Glen Helfand reports on Norman and Norah Stone’s annual Napa Valley party which seems to have been the beneficiary of these troubled times as more people stay local during their Summer holidays.
Or to quote Helfland: “It’s funny how pleasant people can be when they’re not making money. How refreshing it was, too, that not once during this warm evening of eating, drinking, swimming, and art viewing did I hear mention of the Venice Biennale.” More from his Artforum.com Scene & Herd column below:
Nearly two hundred guests flocked to the town of Calistoga to catch the second installation of works in the Stones’ “Art Cave”—a full-fledged gallery bored into the side of a wooded hill; most of those who came from distant cities were probably taking advantage of cheap flights, though some had enjoyed a leisurely drive up the coast from Los Angeles.

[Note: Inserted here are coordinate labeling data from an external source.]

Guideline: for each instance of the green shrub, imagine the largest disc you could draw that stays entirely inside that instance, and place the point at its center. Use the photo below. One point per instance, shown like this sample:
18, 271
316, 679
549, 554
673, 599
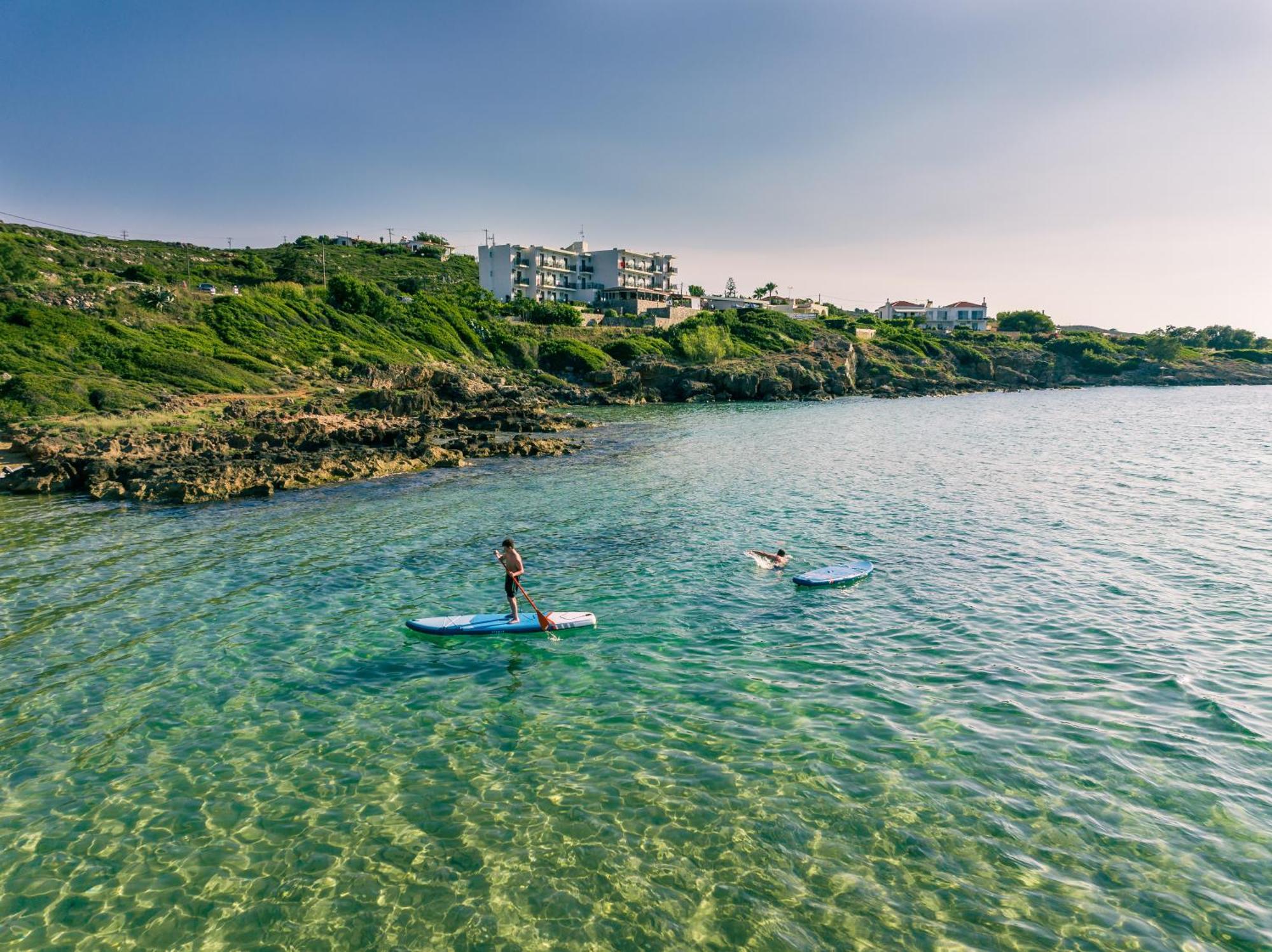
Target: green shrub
146, 274
15, 265
1098, 363
1259, 357
564, 354
1075, 344
707, 344
628, 349
1161, 347
1026, 321
545, 312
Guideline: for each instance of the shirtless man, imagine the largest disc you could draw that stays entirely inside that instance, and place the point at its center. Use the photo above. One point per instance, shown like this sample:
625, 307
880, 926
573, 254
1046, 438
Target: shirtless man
513, 568
778, 559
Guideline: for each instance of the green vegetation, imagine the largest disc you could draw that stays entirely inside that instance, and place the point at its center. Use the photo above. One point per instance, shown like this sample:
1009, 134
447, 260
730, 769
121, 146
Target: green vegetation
1161, 347
1026, 321
1217, 336
95, 325
628, 349
1257, 357
569, 355
716, 335
545, 312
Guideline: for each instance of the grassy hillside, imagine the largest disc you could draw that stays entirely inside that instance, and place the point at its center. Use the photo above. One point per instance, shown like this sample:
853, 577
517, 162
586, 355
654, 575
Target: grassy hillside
104, 325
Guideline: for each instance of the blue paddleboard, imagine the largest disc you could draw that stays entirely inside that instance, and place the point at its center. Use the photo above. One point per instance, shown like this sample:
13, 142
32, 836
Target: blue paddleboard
835, 574
498, 624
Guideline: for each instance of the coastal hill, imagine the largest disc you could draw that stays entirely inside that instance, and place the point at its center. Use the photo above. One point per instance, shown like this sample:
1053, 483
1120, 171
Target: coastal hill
312, 362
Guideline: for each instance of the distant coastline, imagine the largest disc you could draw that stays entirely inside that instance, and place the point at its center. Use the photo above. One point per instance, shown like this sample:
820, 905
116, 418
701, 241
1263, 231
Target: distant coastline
121, 378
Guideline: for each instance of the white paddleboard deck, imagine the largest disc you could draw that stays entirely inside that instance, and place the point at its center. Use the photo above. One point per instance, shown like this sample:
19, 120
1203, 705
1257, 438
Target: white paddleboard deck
498, 624
835, 574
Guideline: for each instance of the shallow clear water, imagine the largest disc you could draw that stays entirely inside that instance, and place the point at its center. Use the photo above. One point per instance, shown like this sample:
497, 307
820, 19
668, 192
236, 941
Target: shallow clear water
1045, 722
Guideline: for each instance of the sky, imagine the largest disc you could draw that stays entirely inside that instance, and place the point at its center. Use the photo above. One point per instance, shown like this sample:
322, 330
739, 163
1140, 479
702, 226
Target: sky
1106, 161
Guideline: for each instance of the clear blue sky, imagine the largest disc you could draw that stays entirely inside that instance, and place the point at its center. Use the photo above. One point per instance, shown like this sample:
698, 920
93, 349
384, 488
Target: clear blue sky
1105, 160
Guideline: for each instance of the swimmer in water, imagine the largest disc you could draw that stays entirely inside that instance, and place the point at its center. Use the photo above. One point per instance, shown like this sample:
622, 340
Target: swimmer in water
777, 560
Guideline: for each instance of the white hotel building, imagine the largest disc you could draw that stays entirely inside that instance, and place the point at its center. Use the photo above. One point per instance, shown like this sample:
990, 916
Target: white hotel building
950, 317
576, 274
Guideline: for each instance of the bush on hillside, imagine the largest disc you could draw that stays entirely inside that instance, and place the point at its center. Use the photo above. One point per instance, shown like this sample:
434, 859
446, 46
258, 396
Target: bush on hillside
146, 274
716, 335
1159, 347
1098, 363
707, 344
1257, 357
291, 265
628, 349
1026, 321
1075, 344
15, 266
905, 338
545, 312
568, 355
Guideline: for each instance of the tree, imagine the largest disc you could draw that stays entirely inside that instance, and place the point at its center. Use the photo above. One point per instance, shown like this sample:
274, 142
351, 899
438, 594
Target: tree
345, 293
1026, 321
1226, 338
292, 266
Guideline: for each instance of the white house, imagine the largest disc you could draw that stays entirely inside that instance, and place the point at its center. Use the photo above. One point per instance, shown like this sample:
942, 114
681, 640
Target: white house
948, 317
801, 308
576, 273
719, 302
415, 245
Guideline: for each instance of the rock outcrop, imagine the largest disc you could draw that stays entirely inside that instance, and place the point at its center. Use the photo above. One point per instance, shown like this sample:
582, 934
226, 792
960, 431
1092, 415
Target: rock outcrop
259, 452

Angelenos made up a sizable portion of the party, with dealers such as Marc Foxx, Rodney Hill, Lisa Overduin, and Kristina Kite; curators like Shamim Momin and LA MoCA’s Paul Schimmel; and artist Sterling Ruby, who has work in the cave, in attendance. Walker Art Center director Olga Viso flew in from Minneapolis, apparently to check in with members of her board, many of whom have Valley homes. Chicago dealer Rowley Kennerk showed up for the weekend, and there were even a few San Francisco dealers, including Claudia Altman-Siegel, Chris Perez of Ratio 3, Margaret Tedesco of 2nd Floor Projects, and Matthew Marks West Coast director Sabrina Buell. SF MoMA was well represented, with nearly the entire curatorial staff present, as well as director Neal Benezra, who planned to spend the next day bicycling. It was more of a question of who wasn’t there. […]

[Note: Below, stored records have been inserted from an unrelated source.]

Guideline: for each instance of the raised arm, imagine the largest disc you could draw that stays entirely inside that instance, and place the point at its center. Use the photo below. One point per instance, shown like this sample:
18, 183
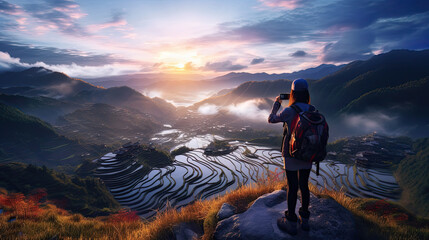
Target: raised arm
281, 117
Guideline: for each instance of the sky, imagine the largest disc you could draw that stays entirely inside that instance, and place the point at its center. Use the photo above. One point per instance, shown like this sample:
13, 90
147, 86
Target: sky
207, 37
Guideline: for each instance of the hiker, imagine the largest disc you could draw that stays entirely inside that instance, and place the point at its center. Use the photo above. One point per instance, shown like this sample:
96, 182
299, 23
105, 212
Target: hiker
297, 170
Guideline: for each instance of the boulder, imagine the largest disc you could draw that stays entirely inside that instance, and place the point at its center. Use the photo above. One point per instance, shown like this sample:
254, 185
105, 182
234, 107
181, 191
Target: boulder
225, 211
328, 220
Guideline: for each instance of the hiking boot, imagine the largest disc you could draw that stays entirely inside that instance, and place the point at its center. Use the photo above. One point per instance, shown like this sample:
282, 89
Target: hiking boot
303, 219
288, 224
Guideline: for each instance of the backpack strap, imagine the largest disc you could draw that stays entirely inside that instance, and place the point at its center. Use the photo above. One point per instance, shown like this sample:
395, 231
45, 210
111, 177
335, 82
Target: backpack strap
296, 108
317, 168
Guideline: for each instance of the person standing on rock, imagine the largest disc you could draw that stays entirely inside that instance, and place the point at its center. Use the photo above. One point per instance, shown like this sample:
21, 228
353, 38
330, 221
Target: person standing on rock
297, 171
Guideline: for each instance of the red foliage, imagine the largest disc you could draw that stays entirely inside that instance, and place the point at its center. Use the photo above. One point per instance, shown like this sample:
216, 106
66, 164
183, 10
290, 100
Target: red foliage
124, 216
384, 209
272, 176
23, 206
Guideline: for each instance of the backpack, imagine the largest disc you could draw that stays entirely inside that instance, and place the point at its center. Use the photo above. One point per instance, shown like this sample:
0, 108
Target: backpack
308, 136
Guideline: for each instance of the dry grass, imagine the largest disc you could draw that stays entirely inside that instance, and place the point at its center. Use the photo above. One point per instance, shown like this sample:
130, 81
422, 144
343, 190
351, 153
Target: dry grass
379, 219
375, 219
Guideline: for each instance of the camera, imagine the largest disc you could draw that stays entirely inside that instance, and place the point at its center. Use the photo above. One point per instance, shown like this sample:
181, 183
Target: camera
284, 96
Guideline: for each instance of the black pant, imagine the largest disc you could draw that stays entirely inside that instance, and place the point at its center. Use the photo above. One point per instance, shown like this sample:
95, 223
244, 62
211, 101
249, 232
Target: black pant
295, 179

The works inside the cave—a cross between a subway tunnel and a Chelsea superspace—were mostly by younger artists working in scrappy mode, with inexpensive materials and unmonumental swagger. A Buren-like Styrofoam and MDF sculpture by Canadian artist Scott Lyall was gilded with a few gold sequins and flattened muffin cups placed on the floor. One work by Sean Paul featured a balloon tethered to a shrink-wrapped stack of Paris Match magazine.

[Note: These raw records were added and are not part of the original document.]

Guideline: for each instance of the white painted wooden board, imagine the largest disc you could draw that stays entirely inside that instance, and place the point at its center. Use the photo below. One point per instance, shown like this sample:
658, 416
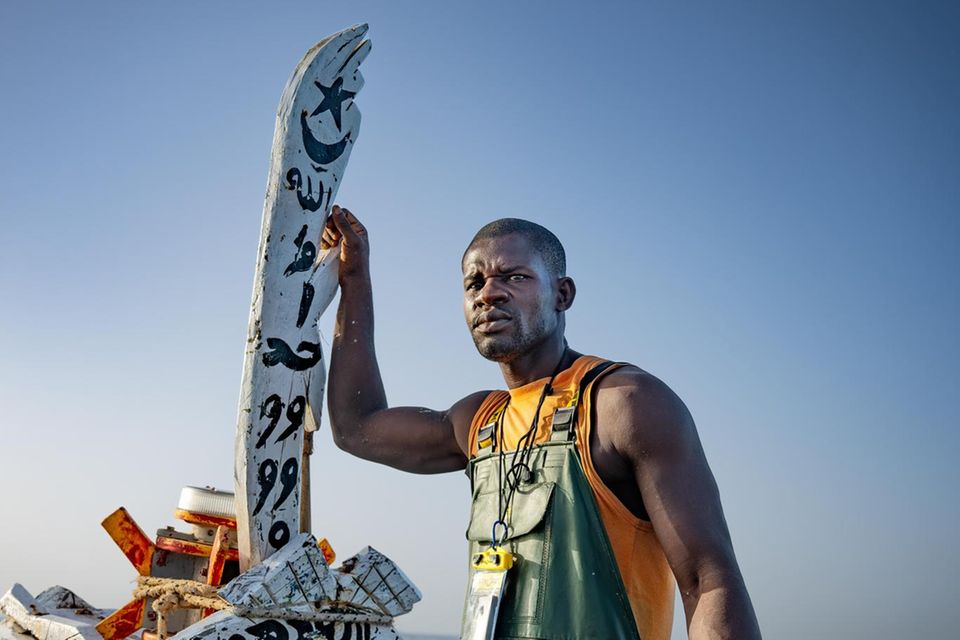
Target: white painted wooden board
224, 625
46, 623
317, 125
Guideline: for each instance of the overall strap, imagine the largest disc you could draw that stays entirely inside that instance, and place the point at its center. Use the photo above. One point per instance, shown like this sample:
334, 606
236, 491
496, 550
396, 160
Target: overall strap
487, 434
565, 418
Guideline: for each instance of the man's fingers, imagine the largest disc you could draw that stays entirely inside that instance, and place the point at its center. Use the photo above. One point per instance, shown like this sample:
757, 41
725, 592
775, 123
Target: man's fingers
329, 237
347, 224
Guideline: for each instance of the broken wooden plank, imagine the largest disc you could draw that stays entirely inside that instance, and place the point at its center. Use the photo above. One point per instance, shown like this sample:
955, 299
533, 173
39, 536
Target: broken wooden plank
43, 623
131, 539
316, 127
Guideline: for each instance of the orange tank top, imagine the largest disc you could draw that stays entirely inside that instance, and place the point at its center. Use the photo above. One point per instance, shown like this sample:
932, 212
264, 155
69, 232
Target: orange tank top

With a few exceptions (Jorge Pardo, Jamie Isenstein . . . not to mention the deceased), nearly all the artists were in attendance, and everyone had the opportunity to chat over mojitos, wine, and oysters, either on a lawn down the hill or by the pool, which itself consists of two James Turrell structures titled Stone Sky. The pathway to the cocktails was accented with an audio piece by Alex Waterman, a series of speakers sunk into the earth that broadcast the recorded sounds of the Brooklyn-Queens Expressway, bringing a little city to the bucolic wine country. (In a performance later in the evening, he added live cello accompaniment.)